Social workers striking over salary cuts in Southampton are only doing it because they are on full pay from unions, the Conservative council leader has said.
Royston Smith claimed local Unison and Unite branches were giving those on strike full pay in an effort to punish the council for stepping outside of nationally agreed terms and conditions – an allegation strongly refuted by the unions.
The war of words began after social workers in Southampton became the first in the country to go on strike today following government public spending cuts.
The council has to find £75m of savings over the next four years. It has proposed pay cuts for all staff earning over £17,500 a year on a sliding scale of up to 5.5% for those earning over £65,000 a year.
Smith said the cuts would protect 400 jobs.

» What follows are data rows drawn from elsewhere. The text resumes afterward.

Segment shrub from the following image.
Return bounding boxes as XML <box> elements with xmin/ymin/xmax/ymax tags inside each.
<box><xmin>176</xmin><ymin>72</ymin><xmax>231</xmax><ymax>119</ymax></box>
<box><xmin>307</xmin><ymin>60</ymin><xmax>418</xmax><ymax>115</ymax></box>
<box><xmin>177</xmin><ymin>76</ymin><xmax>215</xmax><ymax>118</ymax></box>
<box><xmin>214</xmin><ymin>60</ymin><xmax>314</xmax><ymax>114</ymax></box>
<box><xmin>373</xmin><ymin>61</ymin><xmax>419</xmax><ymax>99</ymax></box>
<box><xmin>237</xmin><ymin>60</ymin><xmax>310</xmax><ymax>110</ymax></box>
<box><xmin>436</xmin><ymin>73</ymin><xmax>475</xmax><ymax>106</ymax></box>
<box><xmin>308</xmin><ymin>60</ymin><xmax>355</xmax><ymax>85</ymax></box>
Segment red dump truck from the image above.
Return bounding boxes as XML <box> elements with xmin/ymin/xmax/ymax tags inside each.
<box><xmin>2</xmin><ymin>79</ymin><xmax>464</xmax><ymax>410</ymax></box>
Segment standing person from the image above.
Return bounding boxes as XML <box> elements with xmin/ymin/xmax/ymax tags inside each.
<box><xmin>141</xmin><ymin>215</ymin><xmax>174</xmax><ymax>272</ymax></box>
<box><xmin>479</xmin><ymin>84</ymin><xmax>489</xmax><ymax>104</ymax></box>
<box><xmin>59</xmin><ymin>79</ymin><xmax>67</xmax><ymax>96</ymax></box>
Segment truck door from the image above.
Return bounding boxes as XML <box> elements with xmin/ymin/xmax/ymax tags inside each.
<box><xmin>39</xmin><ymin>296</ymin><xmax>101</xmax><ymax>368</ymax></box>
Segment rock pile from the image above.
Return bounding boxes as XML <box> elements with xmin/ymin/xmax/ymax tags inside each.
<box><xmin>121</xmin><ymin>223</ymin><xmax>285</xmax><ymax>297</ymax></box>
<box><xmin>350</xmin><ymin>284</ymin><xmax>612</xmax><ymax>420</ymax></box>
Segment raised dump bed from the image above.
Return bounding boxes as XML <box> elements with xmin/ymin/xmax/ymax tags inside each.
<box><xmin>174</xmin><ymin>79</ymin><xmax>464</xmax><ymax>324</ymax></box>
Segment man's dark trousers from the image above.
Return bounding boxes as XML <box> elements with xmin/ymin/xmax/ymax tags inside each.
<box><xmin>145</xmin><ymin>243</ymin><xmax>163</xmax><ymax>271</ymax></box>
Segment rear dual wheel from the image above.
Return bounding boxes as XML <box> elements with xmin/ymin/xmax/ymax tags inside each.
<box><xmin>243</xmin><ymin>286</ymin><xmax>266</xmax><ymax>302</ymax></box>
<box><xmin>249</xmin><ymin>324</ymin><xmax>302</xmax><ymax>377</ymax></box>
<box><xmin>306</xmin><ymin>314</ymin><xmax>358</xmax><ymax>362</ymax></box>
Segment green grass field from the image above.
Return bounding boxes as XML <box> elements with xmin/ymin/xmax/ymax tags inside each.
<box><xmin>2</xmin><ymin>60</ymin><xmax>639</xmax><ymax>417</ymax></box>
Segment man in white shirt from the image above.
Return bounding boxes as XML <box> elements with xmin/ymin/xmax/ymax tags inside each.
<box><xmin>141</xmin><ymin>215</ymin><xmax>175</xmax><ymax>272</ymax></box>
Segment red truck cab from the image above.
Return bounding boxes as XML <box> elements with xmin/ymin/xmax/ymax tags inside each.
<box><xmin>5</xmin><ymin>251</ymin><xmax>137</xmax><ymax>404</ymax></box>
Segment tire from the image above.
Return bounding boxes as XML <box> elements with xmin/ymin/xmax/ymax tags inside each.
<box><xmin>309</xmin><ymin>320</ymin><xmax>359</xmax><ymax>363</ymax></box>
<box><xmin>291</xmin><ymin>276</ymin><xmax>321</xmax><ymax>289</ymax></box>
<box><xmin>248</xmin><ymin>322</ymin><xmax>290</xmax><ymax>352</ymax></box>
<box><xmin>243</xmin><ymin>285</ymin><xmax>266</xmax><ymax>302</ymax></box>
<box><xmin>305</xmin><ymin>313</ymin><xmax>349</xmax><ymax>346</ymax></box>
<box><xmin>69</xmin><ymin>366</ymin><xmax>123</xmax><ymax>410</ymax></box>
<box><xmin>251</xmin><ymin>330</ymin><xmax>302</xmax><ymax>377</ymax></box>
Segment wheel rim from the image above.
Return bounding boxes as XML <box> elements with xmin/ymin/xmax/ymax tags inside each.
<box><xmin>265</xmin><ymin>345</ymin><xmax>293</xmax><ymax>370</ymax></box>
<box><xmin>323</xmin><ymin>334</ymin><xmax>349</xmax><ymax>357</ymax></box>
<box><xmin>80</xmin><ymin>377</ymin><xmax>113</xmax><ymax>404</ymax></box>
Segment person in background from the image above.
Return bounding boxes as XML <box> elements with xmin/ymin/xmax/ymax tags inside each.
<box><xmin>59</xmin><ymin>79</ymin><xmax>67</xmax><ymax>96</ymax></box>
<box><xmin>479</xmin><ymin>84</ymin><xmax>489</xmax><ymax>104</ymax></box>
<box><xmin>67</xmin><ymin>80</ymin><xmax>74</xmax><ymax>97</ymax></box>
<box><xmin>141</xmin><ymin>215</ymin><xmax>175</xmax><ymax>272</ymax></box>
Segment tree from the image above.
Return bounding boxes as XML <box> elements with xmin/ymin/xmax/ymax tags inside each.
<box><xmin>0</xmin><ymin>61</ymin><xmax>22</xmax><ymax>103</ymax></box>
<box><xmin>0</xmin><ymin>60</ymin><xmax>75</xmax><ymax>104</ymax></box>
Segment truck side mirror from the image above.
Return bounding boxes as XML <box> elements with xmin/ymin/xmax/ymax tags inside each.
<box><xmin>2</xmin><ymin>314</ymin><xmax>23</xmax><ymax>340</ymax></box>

“[Council staff] are all being paid full pay by the unions,” he said. “They admit that every time we talk to them. The hardship pay is being paid by the national union and the rest is being made up locally by Unison and Unite. They’re spending hundreds of thousands of pounds on this.”

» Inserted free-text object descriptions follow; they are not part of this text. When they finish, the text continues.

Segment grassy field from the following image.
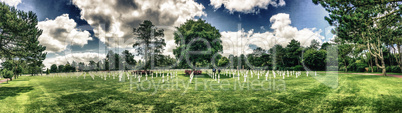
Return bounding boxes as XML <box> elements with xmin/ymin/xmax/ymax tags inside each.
<box><xmin>0</xmin><ymin>71</ymin><xmax>401</xmax><ymax>112</ymax></box>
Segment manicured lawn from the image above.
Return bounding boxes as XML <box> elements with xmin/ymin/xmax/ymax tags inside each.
<box><xmin>0</xmin><ymin>71</ymin><xmax>401</xmax><ymax>112</ymax></box>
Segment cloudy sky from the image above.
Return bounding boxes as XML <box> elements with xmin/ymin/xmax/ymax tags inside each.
<box><xmin>3</xmin><ymin>0</ymin><xmax>334</xmax><ymax>68</ymax></box>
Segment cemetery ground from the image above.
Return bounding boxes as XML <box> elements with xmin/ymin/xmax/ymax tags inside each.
<box><xmin>0</xmin><ymin>71</ymin><xmax>401</xmax><ymax>112</ymax></box>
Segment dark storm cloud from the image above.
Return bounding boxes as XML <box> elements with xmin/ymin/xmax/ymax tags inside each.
<box><xmin>88</xmin><ymin>14</ymin><xmax>112</xmax><ymax>32</ymax></box>
<box><xmin>51</xmin><ymin>28</ymin><xmax>68</xmax><ymax>39</ymax></box>
<box><xmin>115</xmin><ymin>0</ymin><xmax>138</xmax><ymax>12</ymax></box>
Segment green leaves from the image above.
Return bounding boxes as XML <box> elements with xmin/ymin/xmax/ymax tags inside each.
<box><xmin>1</xmin><ymin>68</ymin><xmax>13</xmax><ymax>79</ymax></box>
<box><xmin>173</xmin><ymin>19</ymin><xmax>222</xmax><ymax>68</ymax></box>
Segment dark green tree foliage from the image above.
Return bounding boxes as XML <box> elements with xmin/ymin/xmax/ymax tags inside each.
<box><xmin>105</xmin><ymin>51</ymin><xmax>121</xmax><ymax>70</ymax></box>
<box><xmin>122</xmin><ymin>50</ymin><xmax>136</xmax><ymax>70</ymax></box>
<box><xmin>217</xmin><ymin>56</ymin><xmax>229</xmax><ymax>67</ymax></box>
<box><xmin>96</xmin><ymin>61</ymin><xmax>102</xmax><ymax>71</ymax></box>
<box><xmin>1</xmin><ymin>3</ymin><xmax>47</xmax><ymax>76</ymax></box>
<box><xmin>154</xmin><ymin>55</ymin><xmax>176</xmax><ymax>67</ymax></box>
<box><xmin>64</xmin><ymin>62</ymin><xmax>74</xmax><ymax>72</ymax></box>
<box><xmin>78</xmin><ymin>62</ymin><xmax>85</xmax><ymax>71</ymax></box>
<box><xmin>46</xmin><ymin>68</ymin><xmax>50</xmax><ymax>75</ymax></box>
<box><xmin>89</xmin><ymin>60</ymin><xmax>96</xmax><ymax>71</ymax></box>
<box><xmin>104</xmin><ymin>59</ymin><xmax>109</xmax><ymax>71</ymax></box>
<box><xmin>50</xmin><ymin>64</ymin><xmax>57</xmax><ymax>73</ymax></box>
<box><xmin>303</xmin><ymin>49</ymin><xmax>327</xmax><ymax>71</ymax></box>
<box><xmin>2</xmin><ymin>69</ymin><xmax>13</xmax><ymax>83</ymax></box>
<box><xmin>58</xmin><ymin>65</ymin><xmax>64</xmax><ymax>73</ymax></box>
<box><xmin>1</xmin><ymin>60</ymin><xmax>14</xmax><ymax>71</ymax></box>
<box><xmin>133</xmin><ymin>20</ymin><xmax>166</xmax><ymax>71</ymax></box>
<box><xmin>269</xmin><ymin>44</ymin><xmax>285</xmax><ymax>69</ymax></box>
<box><xmin>14</xmin><ymin>65</ymin><xmax>22</xmax><ymax>79</ymax></box>
<box><xmin>284</xmin><ymin>39</ymin><xmax>302</xmax><ymax>67</ymax></box>
<box><xmin>320</xmin><ymin>42</ymin><xmax>331</xmax><ymax>50</ymax></box>
<box><xmin>173</xmin><ymin>19</ymin><xmax>222</xmax><ymax>69</ymax></box>
<box><xmin>0</xmin><ymin>3</ymin><xmax>35</xmax><ymax>57</ymax></box>
<box><xmin>246</xmin><ymin>47</ymin><xmax>270</xmax><ymax>69</ymax></box>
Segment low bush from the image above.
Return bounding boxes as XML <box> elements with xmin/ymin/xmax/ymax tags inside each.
<box><xmin>326</xmin><ymin>66</ymin><xmax>338</xmax><ymax>71</ymax></box>
<box><xmin>132</xmin><ymin>70</ymin><xmax>153</xmax><ymax>74</ymax></box>
<box><xmin>387</xmin><ymin>66</ymin><xmax>401</xmax><ymax>73</ymax></box>
<box><xmin>356</xmin><ymin>63</ymin><xmax>368</xmax><ymax>72</ymax></box>
<box><xmin>185</xmin><ymin>70</ymin><xmax>202</xmax><ymax>75</ymax></box>
<box><xmin>292</xmin><ymin>65</ymin><xmax>304</xmax><ymax>71</ymax></box>
<box><xmin>2</xmin><ymin>69</ymin><xmax>13</xmax><ymax>82</ymax></box>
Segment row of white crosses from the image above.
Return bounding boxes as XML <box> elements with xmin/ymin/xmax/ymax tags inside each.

However, Andy Straker, Unison regional organiser, strongly denied this. He said: “They are not on strike because we are paying them strike pay or hardship pay, they are on strike because of the crass decisions [Smith] is making on a daily basis.”
Unison pays members £15 a day in strike pay and will pay hardship pay on top of that, depending on individual circumstances. Straker said some staff may be receiving as much as their usual salary, but this was not a blanket policy.
Meanwhile talks are still deadlocked. “I’m not sure we are very close at all to a resolution now,” said Smith. “They said if we made progress on the discussions, which we have, they would suspend strikes, but here we are.”
“For example, we have agreed to look at the levels and the ways in which people will take their pay cuts. When you get a 4.5% pay cut you get five days extra paid leave. Now we are saying perhaps we can do something around that, such as have people working flexibly or taking some extra unpaid leave – that’s progress. They said it was progress, I agree that it’s progress, but they continue with the strike action.”
“[The unions] are not as good as their word,” he added.
But Straker said he had never promised to postpone strike action as long as talks were ongoing. “If we thought there was any chance of coming to agreement we would call the strikes off, but we’re no further forward than we were on July 11,” he said.
Smith said some groups of workers felt their position was protected because of statutory requirements on the council to provide certain services and that these people were more readily going on strike to protect their pay at the cost of others’ jobs. However, he would not say if this included social workers.
Straker said he had not had a single member express this sentiment to him. He said: “[Smith] needs to stop looking for excuses as to why these strikes are happening and look at the real issues.”